Utilizing Variant Transcripts of PSEN2 for Diagnosis and Treatment of Tauopathies

What is the Problem?

Alzheimer’s Disease (AD), the most common neurodegenerative disease, is categorized into two main types: early-onset familial and sporadic AD. Early-onset AD is often characterized by pathogenic mutations in APP, PSEN1 and PSEN2. However, over 90% of individuals with AD have sporadic AD and do not have a mutation in one of these three genes. As a result, there is a need to identify potential therapeutic targets for the diagnosis and treatment of sporadic AD.

What is the Solution?

The solution is an alternatively spliced exon in PSEN2 that leads to an aberrant protein product, providing a potential target for therapeutic intervention for sporadic AD. Using next-generation long-read RNA isoform sequencing, the alternatively spliced exon in PSEN2 was found to be significantly enriched in patients with sporadic AD compared to healthy patients. As this is specific to sporadic AD, the aberrant PSEN2 exon can be targeted using antisense oligonucleotides for both diagnosis and treatment applications. Therapies can be developed to either prevent inclusion of this alternative exon in mature PSEN2 mRNA or remove transcripts bearing this alternative exon, thus preventing abnormal accumulation of the aberrant protein produced from the alternative PSEN2 exon.

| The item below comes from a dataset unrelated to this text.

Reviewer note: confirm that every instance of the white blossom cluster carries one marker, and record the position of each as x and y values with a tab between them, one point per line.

What is the Competitive Advantage?

The competitive advantage of this technology lies in its ability to provide a sporadic AD-specific therapeutic target. The solution demonstrates that variant transcripts of PSEN2 can be used to diagnose and treat sporadic AD as well as other tauopathies. As the global AD market was valued at $4.1 billion in 2022 with an expected CAGR of 20%, there is a significant opportunity for this technology to advance AD diagnostic and therapeutic approaches.